At Lemlist, this has reshaped product roles entirely: "all the PMs have a dev setup... the same as if we were developers in the tech team" , with PMs spending most of their day in coding agents and using a "chat with codebase" pattern to understand legacy systems before shipping.
Frequently asked questions.
- Who should own AI transformation inside a company?
- Appoint a single AI transformation lead with clear authority, then surround them with AI champions in each function. As Elise Lasurel puts it, you need someone "who will have the leadership on AI," and champions per function so you can "capitalize on local initiatives." The combination gives executives a clear vision and clear rules while letting every function surface new business cases.
- How do you pick AI champions?
- Use trainings as discovery moments and ask for volunteers rather than assigning the role. Elise Lasurel notes that trainings are "good moments to identify AI champions," and that asking for volunteers works because "people are even more enthusiastic and able to give time when they are volunteers." Their role is to surface use cases from their function and feed them back into the governance structure.
- Should companies standardize on one AI tool stack?

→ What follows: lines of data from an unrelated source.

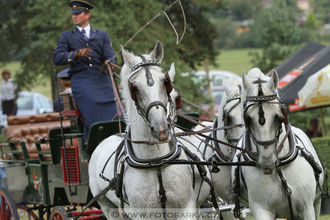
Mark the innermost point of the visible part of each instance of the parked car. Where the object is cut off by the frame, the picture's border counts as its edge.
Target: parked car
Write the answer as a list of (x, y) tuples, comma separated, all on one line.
[(218, 78), (29, 103)]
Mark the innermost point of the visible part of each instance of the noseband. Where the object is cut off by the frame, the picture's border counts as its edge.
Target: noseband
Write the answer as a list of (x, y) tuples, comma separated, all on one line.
[(150, 82), (225, 118), (258, 100)]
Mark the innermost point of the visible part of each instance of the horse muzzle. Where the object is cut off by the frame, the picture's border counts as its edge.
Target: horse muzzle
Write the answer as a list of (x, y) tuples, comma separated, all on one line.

- CatalystAI deliberately stays tool-agnostic: "we don't want to push one for these or these tools, we really adapt ourselves to the best tools for the function." Tools evolve quickly, and most companies already have a stack with working processes, so the right approach is to infuse AI into the existing stack and only recommend new tools when they are clearly relevant to the sector and job.
- When should a company build vs. buy vs. hire for AI?
- David Arnoux uses a simple framework: buy when "you have a proven workflow, the team isn't technical, and the speed matters" — think enrichment tools, deck generators, or HubSpot AI features. Build when it is a core differentiator with proprietary data and feedback loops. Hire for long-term strategic work: "one AI architect, fractional or full time, not 10 prompt engineers," covering data unification, repo architecture, and oversight.
- Why is AI adoption harder in larger, established companies?
- Legacy systems are the binding constraint. VanMoof CEO Eliott Wertheimer is blunt: "the main limiter to us adopting AI to the full extent we could is literally legacy systems." With many active production systems running all day, it is hard to fully leverage code-generation and module-replacement capabilities without human integration work — so governance must focus on incremental infusion rather than wholesale replacement.
- How much time should employees spend learning AI?
- Enough that staying current is part of the job, not an extracurricular. Abraham Gomez argues "some time has to be allocated and just staying up to date and understanding what's happening in your domain," because tools from just a few years ago already look outdated. Pair that with tight internal feedback loops so teams can iterate fast when a build is not producing KPI uplift.